Ancora più esaltante è però l’esordio in Serie A: Cherubini, infatti, parte addirittura titolare nella prima partita di campionato, giocata il 4 ottobre scorso e persa dalla Fiorentina contro il Napoli. La classe 2007 convince Piñones-Arce tanto che l’allenatore viola la schiera dall’inizio anche nelle sfide seguenti, contro Inter, Milan, Sassuolo, Roma, Parma e Juventus. La numero 26 mette in mostra tutte le sue qualità, fornendo anche un assist e contribuendo al buon percorso della sua squadra che, nei primi sette match di Serie A, conquista 11 punti. A causa di un infortunio, Cherubini è costretta a saltare le due sfide contro Ternana e Como Women, coincise con due successi della formazione viola, ma rientra in campo per la prima partita del 2026, conclusasi con un pareggio contro il Genoa.
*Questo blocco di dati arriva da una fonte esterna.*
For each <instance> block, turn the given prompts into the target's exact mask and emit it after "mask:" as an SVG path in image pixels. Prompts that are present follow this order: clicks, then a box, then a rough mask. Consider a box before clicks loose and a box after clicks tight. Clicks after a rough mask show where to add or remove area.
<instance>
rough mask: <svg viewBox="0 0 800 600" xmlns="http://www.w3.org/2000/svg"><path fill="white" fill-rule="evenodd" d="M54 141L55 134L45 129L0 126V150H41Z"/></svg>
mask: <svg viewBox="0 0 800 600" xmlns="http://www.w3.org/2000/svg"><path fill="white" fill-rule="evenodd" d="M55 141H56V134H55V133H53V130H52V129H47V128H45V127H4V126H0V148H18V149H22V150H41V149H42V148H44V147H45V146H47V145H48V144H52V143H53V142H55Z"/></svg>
Dopo la sconfitta contro la Lazio nell’ultimo turno di campionato, complice i risultati delle altre squadra, la Fiorentina è scesa al quarto posto in classifica, con 18 punti, a pari merito con le biancocelesti, a 10 lunghezze dalla Roma capolista, a -3 dall’Inter seconda e a -2 dalla Juventus terza.
Dopo “il grande salto” del 2025, il 2026 si prospetta ricco di sfide per Cherubini che, innanzitutto, sarà impegnata con la sua Fiorentina nella rincorsa a un sogno (quasi proibito) chiamato scudetto e a un obiettivo più raggiungibile come la qualificazione alla Champions League. La numero 26 viola ha aperto il nuovo anno con un nuovo esordio, quello in Coppa Italia, nella sfida d’andata dei quarti di finale pareggiata sul campo del Milan: un debutto ancora una volta da titolare, in un torneo con in palio un trofeo che la formazione toscana cercherà di conquistare. La giovane centrocampista, nei prossimi mesi, è attesa anche dagli impegni con la nazionale: l’under 19 di Matteucci vuole qualificarsi ai prossimi campionati europei e, in prospettiva, si prepara già ai mondiali under 20 del prossimo settembre, torneo di cui la squadra azzurra ha già in tasca il pass d’accesso. Per centrare questi obiettivi, la nazionale ha bisogno della sua capitana, leader morale e tecnica del gruppo e faro del centrocampo. Cherubini, dopo il “grande salto”, non vuole smettere di puntare in alto e di fissare l’asticella sempre un po’ più in là, sempre un po’ più in su.